Focus back on the ECB
18 July 2016 by Gary Kirk
Despite the recent shocking events in Nice and Turkey we expect markets to be relatively benign at the beginning of this week, with most attention being focused on the ECB meeting this coming Thursday. Tomorrow we have the ECB bank lending survey and the German ZEW survey (German economic sentiment) followed by German PPI data on Wednesday, all of which are expected to be fairly subdued. We have mentioned in the past that the ECB still has a number of additional strategies it can implement to support market sentiment in the Eurozone, particularly in introducing some flexibility to the current asset purchase programme (APP), and it might just be that the ECB decides to add a little stimulus now as we head into the summer period.

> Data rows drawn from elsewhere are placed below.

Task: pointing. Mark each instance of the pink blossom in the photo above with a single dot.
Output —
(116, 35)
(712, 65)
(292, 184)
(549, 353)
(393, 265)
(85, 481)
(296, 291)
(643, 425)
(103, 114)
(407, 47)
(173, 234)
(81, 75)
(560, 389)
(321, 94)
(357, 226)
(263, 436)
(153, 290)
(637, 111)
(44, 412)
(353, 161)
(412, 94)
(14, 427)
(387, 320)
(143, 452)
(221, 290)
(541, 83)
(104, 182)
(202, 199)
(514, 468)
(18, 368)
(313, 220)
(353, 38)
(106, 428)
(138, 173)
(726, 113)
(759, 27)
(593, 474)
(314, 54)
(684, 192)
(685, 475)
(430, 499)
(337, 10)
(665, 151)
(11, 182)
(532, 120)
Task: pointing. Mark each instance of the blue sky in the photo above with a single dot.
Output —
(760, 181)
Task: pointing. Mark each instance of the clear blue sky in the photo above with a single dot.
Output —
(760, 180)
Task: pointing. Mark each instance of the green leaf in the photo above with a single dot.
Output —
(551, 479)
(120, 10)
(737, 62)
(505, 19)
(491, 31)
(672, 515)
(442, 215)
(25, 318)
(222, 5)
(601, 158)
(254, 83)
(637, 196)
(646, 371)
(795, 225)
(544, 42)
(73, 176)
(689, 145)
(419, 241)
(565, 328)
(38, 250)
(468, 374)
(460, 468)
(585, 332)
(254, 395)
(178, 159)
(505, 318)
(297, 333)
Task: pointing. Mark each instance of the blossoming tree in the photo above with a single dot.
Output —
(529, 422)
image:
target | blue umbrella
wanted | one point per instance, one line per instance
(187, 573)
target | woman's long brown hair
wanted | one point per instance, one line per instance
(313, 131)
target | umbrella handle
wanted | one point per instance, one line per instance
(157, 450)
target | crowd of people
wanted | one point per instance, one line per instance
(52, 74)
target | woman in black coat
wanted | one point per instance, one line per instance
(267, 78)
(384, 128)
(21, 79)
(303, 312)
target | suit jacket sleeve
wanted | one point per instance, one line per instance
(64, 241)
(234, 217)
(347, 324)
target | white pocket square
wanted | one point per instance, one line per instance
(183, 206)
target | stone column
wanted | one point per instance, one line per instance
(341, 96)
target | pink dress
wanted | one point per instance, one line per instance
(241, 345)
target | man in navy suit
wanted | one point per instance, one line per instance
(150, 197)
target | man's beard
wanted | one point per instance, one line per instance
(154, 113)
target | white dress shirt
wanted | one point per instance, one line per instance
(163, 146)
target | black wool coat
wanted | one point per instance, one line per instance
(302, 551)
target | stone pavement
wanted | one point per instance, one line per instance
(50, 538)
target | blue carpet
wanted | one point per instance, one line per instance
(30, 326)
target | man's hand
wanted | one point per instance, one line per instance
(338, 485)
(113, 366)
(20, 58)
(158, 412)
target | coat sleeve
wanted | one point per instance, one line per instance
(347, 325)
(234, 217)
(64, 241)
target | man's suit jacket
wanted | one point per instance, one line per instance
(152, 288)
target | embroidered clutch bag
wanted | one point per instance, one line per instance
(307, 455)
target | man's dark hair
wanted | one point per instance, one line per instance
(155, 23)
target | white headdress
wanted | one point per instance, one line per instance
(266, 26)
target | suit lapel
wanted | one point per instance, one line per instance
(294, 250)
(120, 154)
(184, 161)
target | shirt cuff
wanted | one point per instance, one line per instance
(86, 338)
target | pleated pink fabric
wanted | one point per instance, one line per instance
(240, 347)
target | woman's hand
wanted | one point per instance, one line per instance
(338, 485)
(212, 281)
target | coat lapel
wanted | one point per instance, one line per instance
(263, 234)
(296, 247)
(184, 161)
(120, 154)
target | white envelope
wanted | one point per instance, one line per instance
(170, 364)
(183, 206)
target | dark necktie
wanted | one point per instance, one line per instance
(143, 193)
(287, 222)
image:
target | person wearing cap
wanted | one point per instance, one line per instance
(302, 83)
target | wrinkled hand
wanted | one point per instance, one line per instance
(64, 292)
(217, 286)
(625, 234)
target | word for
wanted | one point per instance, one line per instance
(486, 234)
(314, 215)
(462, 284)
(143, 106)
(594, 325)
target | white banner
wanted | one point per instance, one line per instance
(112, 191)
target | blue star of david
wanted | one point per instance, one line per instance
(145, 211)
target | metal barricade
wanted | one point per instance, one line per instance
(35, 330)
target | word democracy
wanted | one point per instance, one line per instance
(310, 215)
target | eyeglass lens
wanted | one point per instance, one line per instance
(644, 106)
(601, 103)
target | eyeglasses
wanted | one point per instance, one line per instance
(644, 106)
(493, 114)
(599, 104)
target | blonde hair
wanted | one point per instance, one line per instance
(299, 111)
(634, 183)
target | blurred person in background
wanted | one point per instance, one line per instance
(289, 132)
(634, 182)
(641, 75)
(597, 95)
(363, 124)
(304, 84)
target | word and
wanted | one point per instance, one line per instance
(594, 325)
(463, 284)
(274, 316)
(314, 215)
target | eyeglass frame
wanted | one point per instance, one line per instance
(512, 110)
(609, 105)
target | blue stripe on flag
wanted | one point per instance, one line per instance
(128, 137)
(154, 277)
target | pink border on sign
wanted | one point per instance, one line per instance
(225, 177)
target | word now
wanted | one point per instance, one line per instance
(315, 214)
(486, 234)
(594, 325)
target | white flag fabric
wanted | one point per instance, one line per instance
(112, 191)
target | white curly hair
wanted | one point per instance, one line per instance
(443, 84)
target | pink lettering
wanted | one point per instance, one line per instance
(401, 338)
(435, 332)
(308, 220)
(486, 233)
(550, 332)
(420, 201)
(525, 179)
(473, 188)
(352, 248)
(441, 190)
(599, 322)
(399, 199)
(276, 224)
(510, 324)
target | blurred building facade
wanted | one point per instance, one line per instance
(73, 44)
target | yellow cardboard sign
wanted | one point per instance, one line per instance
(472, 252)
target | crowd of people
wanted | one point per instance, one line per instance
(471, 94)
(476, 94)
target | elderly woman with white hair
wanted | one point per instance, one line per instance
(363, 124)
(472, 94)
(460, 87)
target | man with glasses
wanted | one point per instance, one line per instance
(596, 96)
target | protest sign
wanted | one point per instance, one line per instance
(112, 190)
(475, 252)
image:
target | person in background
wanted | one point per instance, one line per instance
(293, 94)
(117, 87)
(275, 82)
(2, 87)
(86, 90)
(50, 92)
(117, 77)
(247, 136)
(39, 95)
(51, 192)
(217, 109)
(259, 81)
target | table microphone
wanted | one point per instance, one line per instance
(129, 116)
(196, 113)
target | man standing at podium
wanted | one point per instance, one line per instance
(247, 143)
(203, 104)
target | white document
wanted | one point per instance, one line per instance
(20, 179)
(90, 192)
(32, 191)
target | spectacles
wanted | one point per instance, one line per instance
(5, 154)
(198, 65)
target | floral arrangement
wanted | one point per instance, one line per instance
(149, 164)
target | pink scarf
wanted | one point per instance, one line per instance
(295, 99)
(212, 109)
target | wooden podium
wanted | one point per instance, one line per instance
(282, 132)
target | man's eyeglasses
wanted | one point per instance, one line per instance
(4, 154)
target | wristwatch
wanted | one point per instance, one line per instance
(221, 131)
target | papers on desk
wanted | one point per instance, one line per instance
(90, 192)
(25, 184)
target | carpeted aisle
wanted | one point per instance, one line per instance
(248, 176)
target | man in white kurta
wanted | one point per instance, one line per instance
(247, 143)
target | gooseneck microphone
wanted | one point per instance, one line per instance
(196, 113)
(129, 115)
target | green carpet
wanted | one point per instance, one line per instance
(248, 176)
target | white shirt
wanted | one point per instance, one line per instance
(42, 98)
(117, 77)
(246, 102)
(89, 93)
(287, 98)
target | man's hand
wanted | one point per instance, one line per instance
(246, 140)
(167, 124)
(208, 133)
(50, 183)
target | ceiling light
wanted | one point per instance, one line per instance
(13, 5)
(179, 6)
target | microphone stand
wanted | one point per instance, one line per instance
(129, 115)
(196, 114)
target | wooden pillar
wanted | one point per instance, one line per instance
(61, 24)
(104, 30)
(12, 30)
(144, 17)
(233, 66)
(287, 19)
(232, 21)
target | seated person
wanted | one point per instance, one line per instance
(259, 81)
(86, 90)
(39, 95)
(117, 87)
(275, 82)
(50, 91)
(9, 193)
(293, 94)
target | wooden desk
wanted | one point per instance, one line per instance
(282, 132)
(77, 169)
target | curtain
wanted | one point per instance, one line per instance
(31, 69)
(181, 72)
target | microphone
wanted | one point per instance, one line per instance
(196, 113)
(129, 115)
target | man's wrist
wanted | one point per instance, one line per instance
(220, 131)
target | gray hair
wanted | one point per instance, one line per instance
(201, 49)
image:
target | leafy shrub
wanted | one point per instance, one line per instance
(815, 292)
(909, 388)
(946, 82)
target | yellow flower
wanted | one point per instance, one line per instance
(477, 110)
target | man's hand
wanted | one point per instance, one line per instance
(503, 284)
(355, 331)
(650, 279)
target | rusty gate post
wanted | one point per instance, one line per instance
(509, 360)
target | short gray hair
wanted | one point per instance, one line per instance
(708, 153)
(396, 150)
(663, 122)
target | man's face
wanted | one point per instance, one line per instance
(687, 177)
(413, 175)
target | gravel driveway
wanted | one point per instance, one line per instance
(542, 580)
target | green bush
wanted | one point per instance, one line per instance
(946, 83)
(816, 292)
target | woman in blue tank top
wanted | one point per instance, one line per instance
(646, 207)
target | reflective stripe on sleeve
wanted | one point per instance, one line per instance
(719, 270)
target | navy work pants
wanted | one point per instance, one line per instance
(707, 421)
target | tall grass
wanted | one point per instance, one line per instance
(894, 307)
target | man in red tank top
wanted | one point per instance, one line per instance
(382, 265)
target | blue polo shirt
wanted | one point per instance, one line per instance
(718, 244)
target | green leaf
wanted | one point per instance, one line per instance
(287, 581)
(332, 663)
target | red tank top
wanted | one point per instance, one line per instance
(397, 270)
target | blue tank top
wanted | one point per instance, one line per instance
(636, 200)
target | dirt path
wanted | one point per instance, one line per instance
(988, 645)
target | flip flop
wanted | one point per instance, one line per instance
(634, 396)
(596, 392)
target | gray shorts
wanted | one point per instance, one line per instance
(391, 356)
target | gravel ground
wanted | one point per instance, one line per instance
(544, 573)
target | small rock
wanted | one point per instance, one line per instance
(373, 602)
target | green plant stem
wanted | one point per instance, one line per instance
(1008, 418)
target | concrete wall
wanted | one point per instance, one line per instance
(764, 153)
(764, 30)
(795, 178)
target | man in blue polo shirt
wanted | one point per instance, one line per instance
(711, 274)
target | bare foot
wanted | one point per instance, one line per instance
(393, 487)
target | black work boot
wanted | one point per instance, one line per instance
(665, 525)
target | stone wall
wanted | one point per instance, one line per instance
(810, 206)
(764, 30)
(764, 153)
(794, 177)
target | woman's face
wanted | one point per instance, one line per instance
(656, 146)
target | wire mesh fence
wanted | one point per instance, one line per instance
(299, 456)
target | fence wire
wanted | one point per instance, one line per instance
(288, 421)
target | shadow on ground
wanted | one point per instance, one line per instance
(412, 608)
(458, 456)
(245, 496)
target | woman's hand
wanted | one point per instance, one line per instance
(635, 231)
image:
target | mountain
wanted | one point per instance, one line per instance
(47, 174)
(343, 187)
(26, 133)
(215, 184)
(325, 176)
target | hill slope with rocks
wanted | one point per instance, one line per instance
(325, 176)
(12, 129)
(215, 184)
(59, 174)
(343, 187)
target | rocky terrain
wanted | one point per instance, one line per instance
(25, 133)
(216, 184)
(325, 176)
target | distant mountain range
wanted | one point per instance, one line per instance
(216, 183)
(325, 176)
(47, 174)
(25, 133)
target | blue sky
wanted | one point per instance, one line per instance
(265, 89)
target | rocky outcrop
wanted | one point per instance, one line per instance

The obvious adjustment that they can make would be to relax the restriction on the APP bond purchases which currently have to be at yields above the threshold of the underlying deposit facility rate; meaning the ECB cannot purchase government bonds yielding below the current ECB deposit rate of -40bps. The other slightly more contentious rule they can tinker with, is lifting the capital key as a limiting factor for the asset purchase programme for any given sovereign. Effectively there is ceiling on the amount of bonds the ECB can purchase related to the size of a sovereign’s capital key i.e. the amount of capital that each member state allocates to the ECB balance sheet, which is determined by the size (population and GDP) of the member state in relation to the whole of the EU.
Even though Eurozone government yields have risen since the UK referendum, the ECB has seen vast swathes of its ‘target bond universe’ disappear as rates have turned negative. The ECB has to venture out to 7 year maturities in the German Bund market before they can find a bond at a yield wider than -40bps and they have to go out to 5 years in the French OAT or Dutch sectors.
A combination of adjusting the capital key and deposit rate floor will give the ECB some flexibility and reinvigorate the APP which some analysts claim will run out of bonds and market effect by late 2016. If the ECB does decide to deviate from its current guidelines it should add further support to the market over the near-term and a welcome summer boost. We await the decision this Thursday.